Now look at what Christianity has historically offered:
- Coherence: a story that runs from creation to new creation, with a place for suffering.
- Purpose: love God, love neighbor, work for the kingdom.
- Significance: you're made in the image of God and known by name.
You don't have to accept Christianity to notice that it's selling exactly the three things people are missing — and that the secular alternatives haven't been able to manufacture substitutes.
The Skeptics' Take
"Religious belief is just a psychological coping mechanism." This is the standard objection — that humans evolved to want meaning, and religion is the placebo that quiets the craving. Maybe. But notice the reverse argument is just as plausible: the persistence of the meaning hunger across every human culture, in every era, suggests it's pointing to something real. As C.S. Lewis put it, hunger doesn't prove there's bread, but the existence of hunger across all humans is striking evidence that food is a real category.
"People can construct their own meaning." Some can. Most can't. The data on depression, suicide, and despair in highly secular societies suggests "construct your own meaning" is a strategy that works for a small minority of unusually resilient people and fails for the majority. A solution that only works for the strong isn't really a solution.
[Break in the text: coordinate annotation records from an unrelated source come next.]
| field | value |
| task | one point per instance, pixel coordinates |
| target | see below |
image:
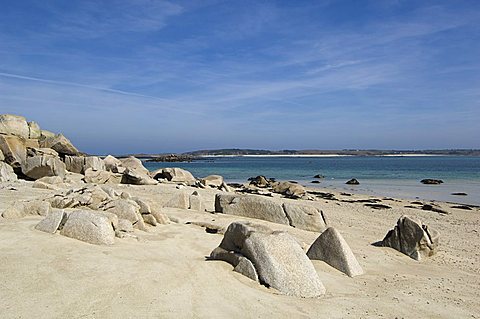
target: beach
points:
(164, 273)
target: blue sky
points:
(169, 76)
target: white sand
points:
(165, 274)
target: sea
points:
(391, 176)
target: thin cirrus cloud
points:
(153, 76)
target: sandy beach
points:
(164, 273)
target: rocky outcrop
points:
(14, 125)
(289, 189)
(133, 163)
(214, 181)
(6, 173)
(113, 164)
(80, 164)
(174, 174)
(54, 220)
(137, 177)
(331, 248)
(293, 214)
(261, 181)
(305, 217)
(102, 177)
(412, 238)
(91, 227)
(251, 206)
(274, 259)
(353, 181)
(14, 150)
(40, 166)
(60, 144)
(430, 181)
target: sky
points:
(131, 76)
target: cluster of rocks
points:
(275, 259)
(288, 213)
(262, 185)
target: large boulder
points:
(305, 217)
(6, 173)
(37, 151)
(212, 180)
(275, 258)
(54, 220)
(80, 164)
(60, 144)
(174, 174)
(90, 226)
(412, 238)
(14, 125)
(331, 248)
(137, 177)
(134, 163)
(289, 189)
(102, 177)
(34, 131)
(113, 164)
(253, 206)
(40, 166)
(13, 149)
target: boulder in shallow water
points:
(353, 181)
(275, 258)
(412, 238)
(331, 248)
(431, 181)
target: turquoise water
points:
(389, 176)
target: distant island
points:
(194, 155)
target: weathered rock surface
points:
(13, 149)
(179, 200)
(133, 163)
(14, 125)
(80, 164)
(34, 131)
(113, 164)
(137, 177)
(52, 222)
(6, 173)
(196, 202)
(40, 166)
(89, 226)
(289, 189)
(305, 217)
(332, 248)
(251, 206)
(174, 174)
(102, 177)
(60, 144)
(412, 238)
(212, 181)
(276, 257)
(293, 214)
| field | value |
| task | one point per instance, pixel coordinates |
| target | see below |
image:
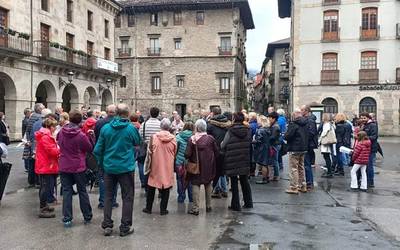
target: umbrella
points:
(4, 173)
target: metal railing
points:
(14, 43)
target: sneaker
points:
(107, 231)
(126, 233)
(292, 191)
(67, 224)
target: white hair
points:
(200, 126)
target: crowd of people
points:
(210, 149)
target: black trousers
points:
(246, 190)
(127, 183)
(328, 162)
(151, 191)
(44, 189)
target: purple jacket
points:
(74, 145)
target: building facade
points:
(181, 54)
(58, 53)
(345, 56)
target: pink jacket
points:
(162, 162)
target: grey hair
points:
(200, 126)
(165, 124)
(38, 108)
(281, 111)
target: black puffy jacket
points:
(297, 135)
(236, 150)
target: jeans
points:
(308, 168)
(102, 189)
(151, 191)
(370, 169)
(127, 183)
(246, 190)
(221, 185)
(67, 181)
(182, 191)
(44, 189)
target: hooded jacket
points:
(163, 149)
(182, 140)
(47, 152)
(217, 127)
(236, 150)
(361, 152)
(297, 135)
(115, 149)
(74, 145)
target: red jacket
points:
(361, 152)
(47, 153)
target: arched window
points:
(368, 105)
(122, 82)
(330, 106)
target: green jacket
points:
(182, 140)
(115, 148)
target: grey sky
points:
(269, 28)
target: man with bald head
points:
(115, 152)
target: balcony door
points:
(3, 24)
(45, 38)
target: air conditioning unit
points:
(398, 31)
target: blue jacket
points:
(115, 149)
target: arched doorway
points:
(368, 105)
(330, 105)
(8, 105)
(70, 98)
(46, 94)
(106, 99)
(90, 98)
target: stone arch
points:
(106, 99)
(8, 103)
(46, 94)
(90, 98)
(70, 98)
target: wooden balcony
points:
(14, 46)
(369, 76)
(369, 34)
(329, 77)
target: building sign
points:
(377, 87)
(107, 65)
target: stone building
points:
(180, 54)
(57, 52)
(345, 56)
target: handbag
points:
(142, 151)
(329, 138)
(194, 167)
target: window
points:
(106, 28)
(117, 21)
(89, 47)
(369, 60)
(156, 84)
(154, 19)
(45, 5)
(122, 82)
(178, 18)
(180, 81)
(178, 43)
(107, 55)
(368, 105)
(70, 10)
(330, 106)
(90, 20)
(224, 85)
(200, 17)
(131, 20)
(329, 61)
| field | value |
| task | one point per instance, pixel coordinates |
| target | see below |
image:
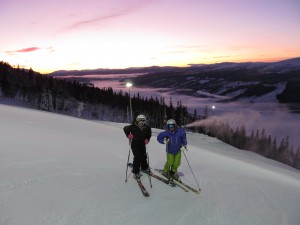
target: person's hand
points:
(166, 140)
(184, 148)
(130, 136)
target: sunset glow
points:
(54, 35)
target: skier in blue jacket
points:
(174, 138)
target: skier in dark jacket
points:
(139, 135)
(174, 138)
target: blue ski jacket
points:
(177, 139)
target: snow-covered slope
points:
(56, 169)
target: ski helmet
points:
(171, 121)
(171, 124)
(140, 117)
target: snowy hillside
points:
(61, 170)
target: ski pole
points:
(149, 177)
(128, 160)
(191, 170)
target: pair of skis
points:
(172, 183)
(182, 185)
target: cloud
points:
(116, 13)
(31, 49)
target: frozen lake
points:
(277, 119)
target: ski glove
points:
(166, 140)
(130, 136)
(184, 148)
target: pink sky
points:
(86, 34)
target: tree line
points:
(85, 101)
(258, 141)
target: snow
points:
(62, 170)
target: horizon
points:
(55, 35)
(137, 67)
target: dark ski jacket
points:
(177, 139)
(140, 134)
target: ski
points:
(142, 187)
(157, 177)
(187, 186)
(172, 181)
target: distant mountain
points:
(228, 81)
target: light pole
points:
(213, 109)
(129, 85)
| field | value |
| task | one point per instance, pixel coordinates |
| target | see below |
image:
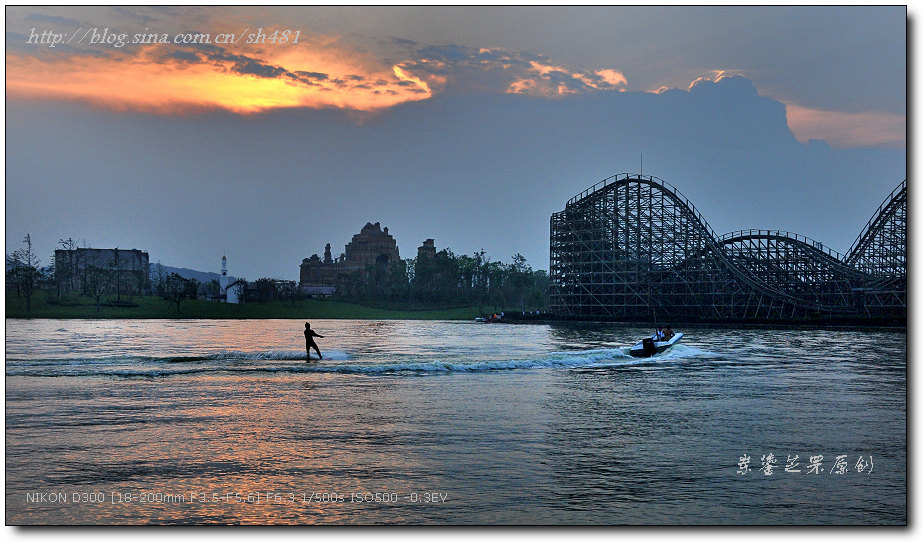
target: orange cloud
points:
(166, 79)
(843, 130)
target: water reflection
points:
(598, 438)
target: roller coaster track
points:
(881, 247)
(633, 247)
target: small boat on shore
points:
(648, 347)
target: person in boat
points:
(309, 335)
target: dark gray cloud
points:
(719, 142)
(53, 19)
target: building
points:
(225, 291)
(427, 250)
(371, 246)
(129, 268)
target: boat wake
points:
(334, 362)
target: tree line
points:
(449, 279)
(444, 279)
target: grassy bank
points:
(43, 306)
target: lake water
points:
(408, 422)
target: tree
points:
(66, 268)
(176, 289)
(97, 283)
(25, 270)
(265, 289)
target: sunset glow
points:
(842, 129)
(155, 81)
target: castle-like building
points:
(371, 246)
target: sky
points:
(163, 129)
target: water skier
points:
(309, 343)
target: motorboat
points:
(649, 346)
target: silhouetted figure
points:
(309, 341)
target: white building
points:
(229, 294)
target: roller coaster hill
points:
(631, 248)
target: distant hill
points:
(200, 276)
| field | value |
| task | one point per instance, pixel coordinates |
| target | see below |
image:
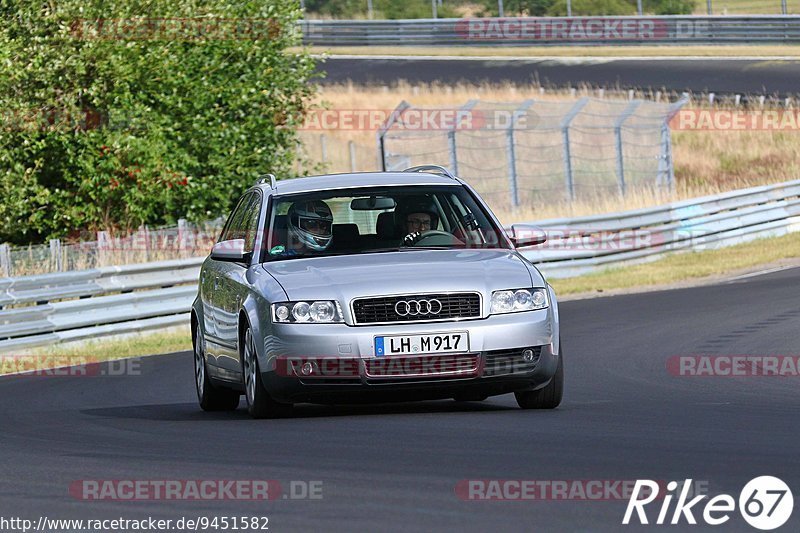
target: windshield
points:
(378, 219)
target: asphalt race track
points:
(722, 76)
(396, 467)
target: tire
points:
(209, 397)
(259, 403)
(548, 397)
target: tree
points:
(117, 113)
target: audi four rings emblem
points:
(418, 307)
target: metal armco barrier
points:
(52, 308)
(526, 31)
(583, 245)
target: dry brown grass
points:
(706, 162)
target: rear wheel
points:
(259, 403)
(548, 397)
(210, 398)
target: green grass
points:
(686, 266)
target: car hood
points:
(346, 277)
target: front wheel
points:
(548, 397)
(210, 398)
(259, 403)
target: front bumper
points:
(494, 364)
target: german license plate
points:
(457, 342)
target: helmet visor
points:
(319, 227)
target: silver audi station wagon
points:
(372, 287)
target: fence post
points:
(381, 133)
(323, 143)
(102, 247)
(352, 146)
(511, 152)
(5, 260)
(565, 122)
(451, 134)
(629, 110)
(182, 237)
(666, 170)
(55, 255)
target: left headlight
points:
(512, 301)
(310, 312)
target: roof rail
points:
(432, 168)
(273, 182)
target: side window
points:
(234, 220)
(244, 221)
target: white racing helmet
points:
(311, 223)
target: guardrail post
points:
(183, 240)
(323, 144)
(352, 148)
(630, 109)
(451, 134)
(103, 241)
(565, 122)
(381, 133)
(5, 260)
(511, 152)
(666, 171)
(55, 255)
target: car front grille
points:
(420, 366)
(504, 362)
(417, 308)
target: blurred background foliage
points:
(110, 120)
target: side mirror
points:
(523, 235)
(232, 250)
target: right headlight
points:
(516, 300)
(311, 312)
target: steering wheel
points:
(432, 237)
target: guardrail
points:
(527, 31)
(52, 308)
(41, 310)
(582, 245)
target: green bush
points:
(115, 125)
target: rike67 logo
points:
(765, 503)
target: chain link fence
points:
(529, 152)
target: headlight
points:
(318, 312)
(512, 301)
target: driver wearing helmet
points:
(417, 218)
(309, 227)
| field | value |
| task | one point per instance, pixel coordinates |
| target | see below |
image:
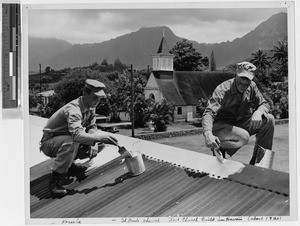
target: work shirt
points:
(229, 106)
(72, 119)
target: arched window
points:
(152, 96)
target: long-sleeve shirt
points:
(229, 106)
(73, 119)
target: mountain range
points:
(138, 47)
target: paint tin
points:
(264, 158)
(135, 164)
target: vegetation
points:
(213, 65)
(161, 114)
(187, 58)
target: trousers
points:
(63, 149)
(233, 137)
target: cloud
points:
(98, 25)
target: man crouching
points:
(237, 110)
(68, 128)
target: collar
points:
(83, 108)
(233, 88)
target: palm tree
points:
(162, 113)
(281, 56)
(260, 60)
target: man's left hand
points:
(256, 118)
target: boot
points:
(254, 155)
(55, 188)
(223, 151)
(75, 170)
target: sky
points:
(211, 25)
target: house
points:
(45, 96)
(183, 88)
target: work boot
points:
(55, 188)
(75, 170)
(223, 151)
(253, 158)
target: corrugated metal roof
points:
(162, 190)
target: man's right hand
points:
(211, 141)
(106, 139)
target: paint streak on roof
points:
(162, 190)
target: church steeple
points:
(163, 60)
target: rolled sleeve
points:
(261, 103)
(74, 119)
(214, 105)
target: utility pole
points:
(40, 78)
(132, 102)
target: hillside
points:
(137, 47)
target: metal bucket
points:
(135, 164)
(264, 158)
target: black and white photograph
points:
(153, 112)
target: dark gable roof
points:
(194, 85)
(188, 87)
(170, 92)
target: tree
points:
(213, 66)
(260, 60)
(48, 70)
(187, 58)
(118, 65)
(162, 113)
(104, 62)
(281, 57)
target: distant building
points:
(183, 88)
(45, 96)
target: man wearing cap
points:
(237, 110)
(68, 128)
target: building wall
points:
(164, 63)
(184, 113)
(152, 88)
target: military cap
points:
(246, 69)
(96, 87)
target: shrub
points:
(162, 113)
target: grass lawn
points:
(280, 146)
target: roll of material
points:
(264, 158)
(135, 164)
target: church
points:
(184, 88)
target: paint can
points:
(135, 164)
(264, 158)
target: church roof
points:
(163, 47)
(188, 87)
(194, 85)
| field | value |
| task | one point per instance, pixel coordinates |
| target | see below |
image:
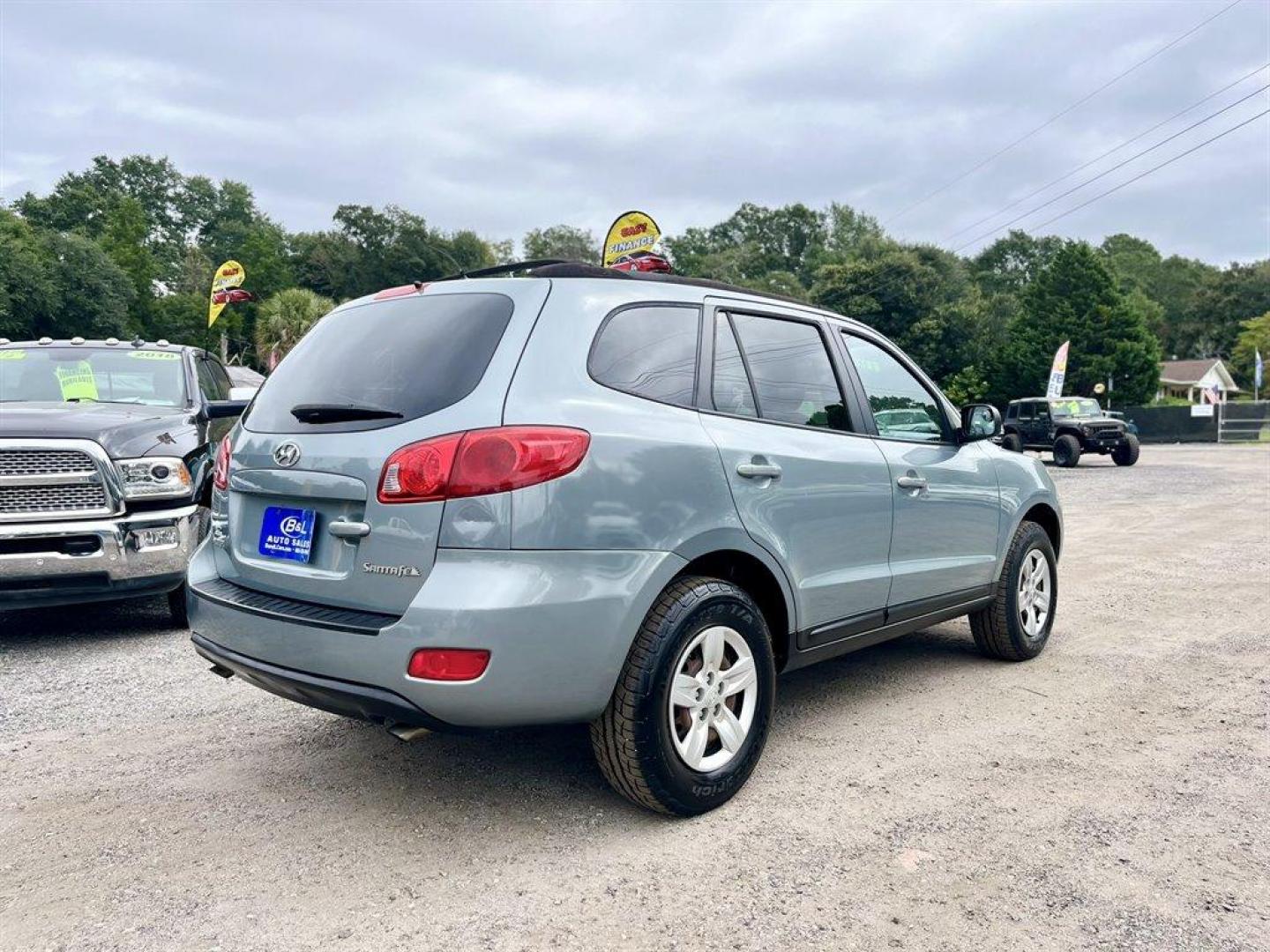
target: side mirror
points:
(979, 421)
(224, 409)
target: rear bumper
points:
(94, 560)
(361, 701)
(557, 626)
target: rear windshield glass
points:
(412, 355)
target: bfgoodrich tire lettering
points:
(632, 738)
(1001, 629)
(1067, 450)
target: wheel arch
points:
(762, 579)
(1048, 518)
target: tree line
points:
(129, 247)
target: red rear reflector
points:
(481, 462)
(221, 471)
(449, 663)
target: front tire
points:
(1127, 453)
(690, 715)
(1018, 623)
(1067, 450)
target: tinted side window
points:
(732, 391)
(221, 378)
(206, 383)
(651, 352)
(902, 407)
(791, 371)
(412, 355)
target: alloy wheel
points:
(1035, 593)
(713, 698)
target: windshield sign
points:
(1074, 407)
(64, 375)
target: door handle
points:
(348, 530)
(758, 471)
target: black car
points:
(1068, 427)
(107, 450)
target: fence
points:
(1244, 423)
(1231, 423)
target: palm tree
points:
(283, 319)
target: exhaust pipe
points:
(406, 733)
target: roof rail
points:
(503, 270)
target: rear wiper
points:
(342, 413)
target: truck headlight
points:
(153, 478)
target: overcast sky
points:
(503, 117)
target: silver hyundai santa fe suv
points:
(619, 499)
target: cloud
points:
(504, 117)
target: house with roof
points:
(1191, 378)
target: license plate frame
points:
(288, 533)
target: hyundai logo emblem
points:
(286, 455)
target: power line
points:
(1108, 172)
(891, 282)
(1156, 167)
(1104, 155)
(1058, 115)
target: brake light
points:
(481, 462)
(449, 663)
(221, 471)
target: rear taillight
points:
(479, 462)
(449, 663)
(221, 471)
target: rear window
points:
(651, 352)
(413, 357)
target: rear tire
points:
(1012, 628)
(1127, 453)
(646, 740)
(1067, 450)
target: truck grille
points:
(41, 482)
(45, 462)
(51, 499)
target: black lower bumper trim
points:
(348, 698)
(290, 609)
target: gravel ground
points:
(1113, 793)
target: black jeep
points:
(1067, 427)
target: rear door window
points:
(651, 352)
(410, 355)
(791, 372)
(730, 387)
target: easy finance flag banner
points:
(1058, 372)
(632, 233)
(228, 276)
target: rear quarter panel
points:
(652, 479)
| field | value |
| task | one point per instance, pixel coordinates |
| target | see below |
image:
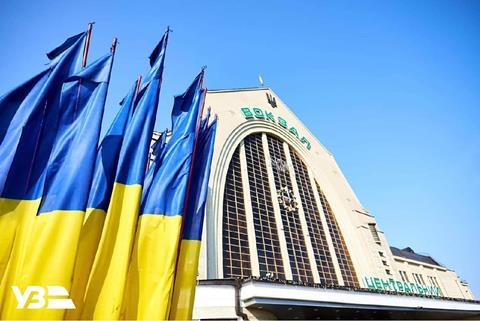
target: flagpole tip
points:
(113, 48)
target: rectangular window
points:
(404, 276)
(373, 230)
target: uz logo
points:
(37, 294)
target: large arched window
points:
(284, 247)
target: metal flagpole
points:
(87, 44)
(137, 87)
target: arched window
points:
(272, 167)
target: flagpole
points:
(189, 182)
(195, 145)
(87, 44)
(137, 87)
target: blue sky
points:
(390, 87)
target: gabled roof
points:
(410, 254)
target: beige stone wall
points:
(370, 258)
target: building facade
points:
(286, 237)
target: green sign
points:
(251, 113)
(400, 286)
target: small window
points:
(373, 230)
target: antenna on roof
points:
(260, 79)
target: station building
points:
(285, 236)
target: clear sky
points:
(391, 88)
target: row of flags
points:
(122, 236)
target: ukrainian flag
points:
(97, 205)
(151, 272)
(105, 288)
(52, 243)
(187, 266)
(28, 125)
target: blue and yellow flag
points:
(187, 266)
(28, 122)
(105, 288)
(52, 243)
(151, 272)
(97, 205)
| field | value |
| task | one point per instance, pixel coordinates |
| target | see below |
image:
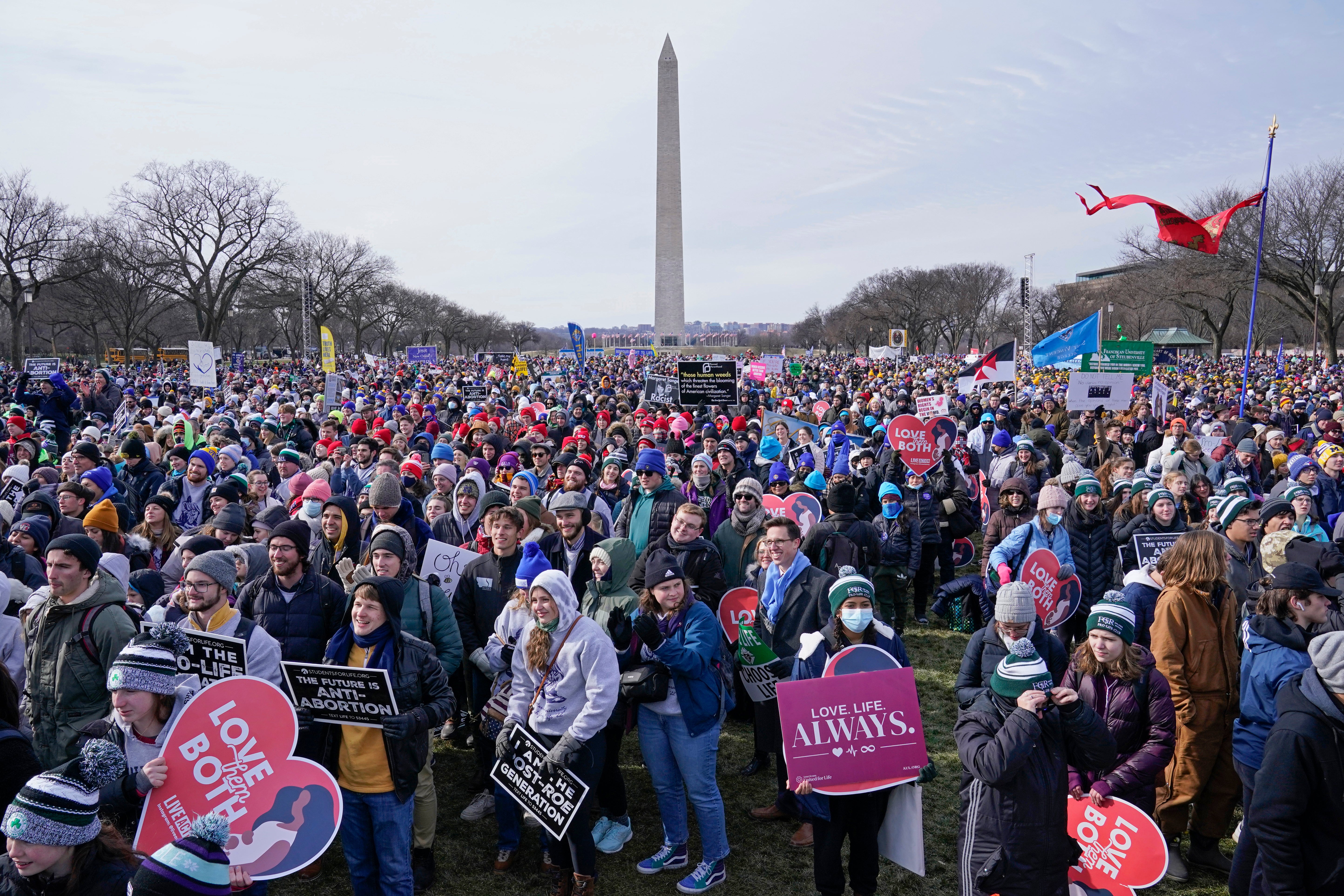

"Religion has caused harm too." Yes. Every meaning system can be corrupted. But the relevant question isn't "is religion perfect" — it's "does it answer the meaning question better than the alternatives." On the data we have, the alternatives aren't winning.
The Bottom Line
The meaning crisis is real. It's measurable. It's happening to a generation that has more of everything except meaning.
Solomon ran the modern experiment 3,000 years ago and reported the result. The Bible has been saying the same thing ever since: external success can't answer the question that meaning asks. Significance is something received, not constructed.
You can dismiss the Bible's answer. But you have to answer the question it raises — and the secular alternatives haven't been doing well lately.